GD: Beides. Ich war bis zum Vordiplom in Freibur g für Mikrosystemtechnik eingeschrieben, aber dann zog es mich nach Passau, wo ich mich für die anderen beiden Fächer eingschrieben habe. Allerdings war ich da studentisch nicht mehr so aktiv.

PZ: Nicht unbedingt zwei Fächer, die unheimlich viel miteinander zu tun haben.

GD: Also, in Freiburg habe ich intensiv studiert, danach habe ich mich ja dafür entschieden, mich erst einmal auf Poker zu konzentrieren. Ich wollte aber das Studentendasein nicht völlig aufgeben und habe in Passau nunr solche Vorlesungen besucht, auf die ich wirklich Lust hatte. Außerdem braucht man ja auch einen ausgleich, damit man nicht völlig verkalkt, und da schien mir Philosophie das richtige Fach.

ept-logo
EPT Berlin 2010.

PZ: Sie haben hier in Berlin Tag 1A gespielt und waren am Ende des Tages unter den Top 15. Wie lief der Tag für Sie?

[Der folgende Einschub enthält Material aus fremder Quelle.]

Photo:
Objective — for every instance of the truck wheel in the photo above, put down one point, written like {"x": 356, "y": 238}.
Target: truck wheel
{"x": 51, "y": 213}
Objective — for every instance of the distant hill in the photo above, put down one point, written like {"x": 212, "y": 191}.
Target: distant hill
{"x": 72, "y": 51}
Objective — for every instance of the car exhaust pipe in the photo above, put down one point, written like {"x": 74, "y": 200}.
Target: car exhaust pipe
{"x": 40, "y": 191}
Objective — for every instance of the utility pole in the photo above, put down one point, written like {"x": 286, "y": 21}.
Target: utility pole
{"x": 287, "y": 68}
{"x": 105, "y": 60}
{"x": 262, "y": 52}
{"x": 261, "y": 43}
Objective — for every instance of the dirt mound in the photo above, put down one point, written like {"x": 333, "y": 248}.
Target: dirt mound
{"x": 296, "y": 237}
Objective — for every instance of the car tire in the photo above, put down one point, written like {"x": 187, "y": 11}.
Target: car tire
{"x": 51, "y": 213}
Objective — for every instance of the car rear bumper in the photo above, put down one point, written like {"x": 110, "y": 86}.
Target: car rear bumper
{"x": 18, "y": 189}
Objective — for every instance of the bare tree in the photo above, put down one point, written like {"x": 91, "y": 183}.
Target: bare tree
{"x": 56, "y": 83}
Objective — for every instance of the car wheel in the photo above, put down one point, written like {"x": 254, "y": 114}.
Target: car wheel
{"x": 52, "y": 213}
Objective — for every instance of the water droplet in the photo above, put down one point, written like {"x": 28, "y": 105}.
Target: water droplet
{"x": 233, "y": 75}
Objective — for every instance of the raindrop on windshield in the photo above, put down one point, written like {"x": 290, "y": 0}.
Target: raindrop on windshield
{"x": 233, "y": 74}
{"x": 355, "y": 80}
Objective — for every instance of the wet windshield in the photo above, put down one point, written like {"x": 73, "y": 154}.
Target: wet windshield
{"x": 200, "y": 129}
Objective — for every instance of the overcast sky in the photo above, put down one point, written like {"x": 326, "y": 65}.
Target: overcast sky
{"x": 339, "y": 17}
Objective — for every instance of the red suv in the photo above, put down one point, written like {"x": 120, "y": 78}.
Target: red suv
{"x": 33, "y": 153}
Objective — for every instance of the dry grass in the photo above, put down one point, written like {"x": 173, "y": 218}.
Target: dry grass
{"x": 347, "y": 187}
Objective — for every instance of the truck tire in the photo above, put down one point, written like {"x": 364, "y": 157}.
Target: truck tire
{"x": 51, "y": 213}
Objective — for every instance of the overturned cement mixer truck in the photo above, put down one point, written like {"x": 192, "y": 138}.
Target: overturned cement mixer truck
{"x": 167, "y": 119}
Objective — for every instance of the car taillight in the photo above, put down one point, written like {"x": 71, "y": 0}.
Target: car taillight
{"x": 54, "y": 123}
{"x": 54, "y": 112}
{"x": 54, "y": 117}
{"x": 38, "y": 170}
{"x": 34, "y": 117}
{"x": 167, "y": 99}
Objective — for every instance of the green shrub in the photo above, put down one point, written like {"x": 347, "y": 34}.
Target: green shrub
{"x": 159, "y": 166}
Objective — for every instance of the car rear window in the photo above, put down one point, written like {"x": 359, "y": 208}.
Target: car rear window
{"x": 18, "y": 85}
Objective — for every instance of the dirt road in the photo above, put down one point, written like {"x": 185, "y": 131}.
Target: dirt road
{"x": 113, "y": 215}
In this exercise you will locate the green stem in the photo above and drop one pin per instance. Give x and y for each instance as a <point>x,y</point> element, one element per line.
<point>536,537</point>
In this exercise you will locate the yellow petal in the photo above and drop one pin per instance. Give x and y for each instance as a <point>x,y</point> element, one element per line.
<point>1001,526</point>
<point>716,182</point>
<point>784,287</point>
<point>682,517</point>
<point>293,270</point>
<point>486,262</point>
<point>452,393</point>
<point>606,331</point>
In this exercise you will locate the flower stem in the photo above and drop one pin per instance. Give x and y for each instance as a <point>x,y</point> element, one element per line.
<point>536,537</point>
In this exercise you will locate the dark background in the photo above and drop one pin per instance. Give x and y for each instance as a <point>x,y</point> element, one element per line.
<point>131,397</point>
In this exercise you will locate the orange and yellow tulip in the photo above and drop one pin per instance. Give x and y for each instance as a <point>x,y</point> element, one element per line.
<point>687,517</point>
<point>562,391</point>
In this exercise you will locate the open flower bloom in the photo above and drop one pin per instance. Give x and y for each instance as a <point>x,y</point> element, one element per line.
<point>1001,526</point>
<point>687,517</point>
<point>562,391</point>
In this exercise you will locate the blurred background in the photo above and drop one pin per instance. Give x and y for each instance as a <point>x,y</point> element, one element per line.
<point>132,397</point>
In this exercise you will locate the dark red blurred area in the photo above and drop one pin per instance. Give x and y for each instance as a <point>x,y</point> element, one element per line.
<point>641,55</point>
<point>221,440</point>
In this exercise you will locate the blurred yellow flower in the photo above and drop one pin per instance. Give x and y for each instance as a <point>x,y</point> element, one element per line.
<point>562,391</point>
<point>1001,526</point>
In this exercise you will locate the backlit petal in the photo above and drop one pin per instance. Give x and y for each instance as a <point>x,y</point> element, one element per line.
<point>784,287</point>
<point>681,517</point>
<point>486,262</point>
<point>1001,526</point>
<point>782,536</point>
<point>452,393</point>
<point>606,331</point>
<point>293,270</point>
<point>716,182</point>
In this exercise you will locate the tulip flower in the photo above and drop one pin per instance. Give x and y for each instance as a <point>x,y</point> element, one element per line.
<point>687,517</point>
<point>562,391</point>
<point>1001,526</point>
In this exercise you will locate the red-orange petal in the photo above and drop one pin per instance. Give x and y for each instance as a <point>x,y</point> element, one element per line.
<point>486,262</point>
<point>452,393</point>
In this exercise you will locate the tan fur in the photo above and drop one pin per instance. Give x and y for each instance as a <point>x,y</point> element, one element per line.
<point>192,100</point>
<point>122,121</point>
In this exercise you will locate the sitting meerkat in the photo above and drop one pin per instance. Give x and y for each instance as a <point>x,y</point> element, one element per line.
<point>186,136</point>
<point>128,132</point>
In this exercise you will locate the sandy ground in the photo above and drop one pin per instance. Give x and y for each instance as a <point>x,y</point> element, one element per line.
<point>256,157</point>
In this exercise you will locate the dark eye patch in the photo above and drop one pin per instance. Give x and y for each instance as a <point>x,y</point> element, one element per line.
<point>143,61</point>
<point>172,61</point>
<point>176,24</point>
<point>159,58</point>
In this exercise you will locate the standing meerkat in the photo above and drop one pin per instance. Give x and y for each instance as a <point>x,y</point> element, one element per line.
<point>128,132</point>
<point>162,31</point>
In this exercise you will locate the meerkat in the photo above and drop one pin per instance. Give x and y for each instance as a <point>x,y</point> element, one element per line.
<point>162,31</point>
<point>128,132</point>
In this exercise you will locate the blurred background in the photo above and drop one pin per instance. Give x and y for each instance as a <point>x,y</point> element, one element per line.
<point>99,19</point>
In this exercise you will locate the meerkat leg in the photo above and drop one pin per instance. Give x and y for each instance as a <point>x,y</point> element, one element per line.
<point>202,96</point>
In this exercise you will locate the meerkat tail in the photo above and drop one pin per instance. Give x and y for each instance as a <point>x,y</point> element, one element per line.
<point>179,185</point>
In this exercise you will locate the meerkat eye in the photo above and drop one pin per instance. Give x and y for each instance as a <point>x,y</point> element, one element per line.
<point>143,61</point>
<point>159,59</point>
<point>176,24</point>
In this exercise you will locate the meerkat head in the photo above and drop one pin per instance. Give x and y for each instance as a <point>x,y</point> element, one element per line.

GD: Am Anfang war ich mir nicht so sicher, wie es laufen würde. Meine Tischauslosung brachte mich an einen Tisch mit vier jungen Internetspielern, die recht hoch spielen, die ich teilweise auch kannte.

PZ: Ist das nicht ein Vorteil, die Gegner zu kennen?

GD: In diesem Fall nicht, da die Spieler sehr gut sind. Einen Vorteil hat man dann, wenn man die Schwächen seiner Gegner kennt. Leute wie Julian Herold und der Schweizer Michael Huber machen einfach sehr viel richtig.

Bis kurz vor der Dinnerpause saß ich daher immer noch mit knapp unter dem Anfangsstack von 30.000. Dann gewann ich einen Coin Flip mit T-T gegen A-J von Julian Herold, den ich in dieser Hand vom Tisch nehmen konnte.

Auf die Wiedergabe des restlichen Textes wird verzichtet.